From a religious viewpoint, it is almost a mortal sin for a Jew to visit the Temple Mount, says Israel's Sephardi Chief Rabbi Yitzhak Yosef. "We must put a stop to this. This is the only way that the blood of the people of Israel may stop being spilled." According to ultra-orthodox teaching, religious Jews must avoid the area if only to prevent inadvertently desecrating holy ground. The problem is that national religious rabbis have long claimed the opposite: that it is almost a sacred duty to pray there. And for the Palestinian factions, whether Fatah, Hamas or Jihad, militant calls to defend Al-Aqsa offer an ideal way to raise their profile.
Anger directed at everyone
What makes the "Jerusalem intifada" different is that there is no political leadership behind it, and its activists instead act of their own accord. The mostly young stone-throwers are angry at everyone: at the Israeli government, which is expanding Jewish settlements in East Jerusalem while allowing the Arab quarters to fall to ruin, and also at the Palestinian leadership in Ramallah, which makes big promises but does little to achieve them and which has no say in the eastern section of the city, which was annexed by Israel in 1980.
To make matters worse, there is a yawning social gap between the Jewish and Arab city districts. Palestinians make up about 37 per cent of the more than 800,000 residents of Jerusalem and have to pay taxes like everyone else. However, only 12 per cent of the budget is devoted to their interests, an unequal distribution that is manifested in dilapidated schools, potholed streets and overflowing rubbish containers.
Since the wall was built separating East Jerusalem from the West Bank, many suburbs are increasingly coming to resemble slums. Under Mayor Nir Barkat, himself a member of the National Religious Party, a five-year programme for East Jerusalem was launched in the summer, with a budget of €12 million a year.
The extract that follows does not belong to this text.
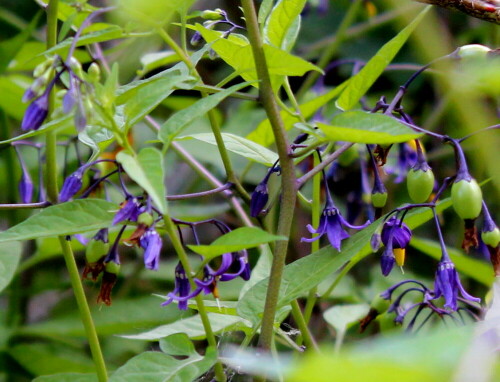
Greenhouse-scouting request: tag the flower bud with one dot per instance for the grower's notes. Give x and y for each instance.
(212, 15)
(94, 73)
(467, 198)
The money is not for the benefit of the citizens, however, but will mainly be used for measures such as fighting crime, according to a joint report issued by Israeli and Palestinian NGOs.
The "Jerusalem united forever" cited in Israeli law has in fact never had much to do with reality. The "Jerusalem intifada" has once again made people more aware of the invisible dividing line. In the long run, the present conditions are unsustainable, no matter how much police force Netanyahu summons.
What is happening in the cosmos of this "Holy City" is a warning to all those who believe that a political solution can be dispensed with. Gilly Harpaz, spokesperson of the Geneva Initiative, puts it this way: "Bi-national Jerusalem demonstrates what life in Israel would like be if it became a bi-national state."